No entanto o blog fica com onze capítulos. Onze capítulos sobre a minha Viagem. Talvez não tenha acabado.

Fica um décimo segundo capítulo por escrever.

Mas agora não serei eu.

Este blog começou por ser um veículo de notícias. Passou para uma mensagem para amigos. Agora percebo para quem este blog realmente é. Percebo o porquê de ter começado a escrever mais que no meu próprio caderno. Este blog não é para mim nem para a minha família ou amigos em especial.

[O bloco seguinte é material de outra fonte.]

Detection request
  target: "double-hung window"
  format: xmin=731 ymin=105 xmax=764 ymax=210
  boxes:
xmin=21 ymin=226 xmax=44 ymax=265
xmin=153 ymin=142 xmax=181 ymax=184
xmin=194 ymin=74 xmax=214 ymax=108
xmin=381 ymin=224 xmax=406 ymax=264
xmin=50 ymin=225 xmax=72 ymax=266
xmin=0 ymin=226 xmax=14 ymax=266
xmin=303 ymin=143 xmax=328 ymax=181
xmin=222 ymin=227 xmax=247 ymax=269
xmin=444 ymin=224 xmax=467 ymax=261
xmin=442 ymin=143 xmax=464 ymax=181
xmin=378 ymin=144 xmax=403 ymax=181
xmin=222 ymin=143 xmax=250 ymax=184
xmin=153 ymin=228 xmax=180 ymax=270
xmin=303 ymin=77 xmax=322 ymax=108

É para abanar quem passar por ele e se der ao trabalho de o ler. É para fazer questionar e pôr em causa objectivos e atitudes. Para abalar e fazer ondas. Isso é tudo o que posso fazer. Contribuindo para estilhaçar esse alicerce fica o meu papel concluído. Depois cabe a cada um ver e perceber o que quer e, a partir daí, agir.

Este blog é para ti.

O décimo segundo capítulo fica à espera.

E tu? Não tens sonhos?


Agora é a tua vez.


Entretanto continuo a sonhar. Continuo a concretizar. Continuo a conhecer-me e a VIVER! Com o mapa da Europa colado numa parede. Com o mapa do Mundo na outra. A sonhar sempre. E a cumprimentar o Mundo com um Sorriso. Sempre. A viajar…


E tu?




De um viajante,

Miguel de Sousa Mendes

26.9.06

Capítulo X – O derradeiro teste…

Abro o meu mapa da Europa em cima da mesa. Pego na caneta que me acompanhou e pouso a ponta na Invicta. Traço uma linha que segue para Sul. Contornos, rectas e curvas, descendo o país chego a Lisboa. Levanto a ponta da caneta. Cheguei. Olho o mapa uma vez mais. Consegui. Sinto orgulho… Sinto força e sonhos a brotar em mim. Sim, consegui.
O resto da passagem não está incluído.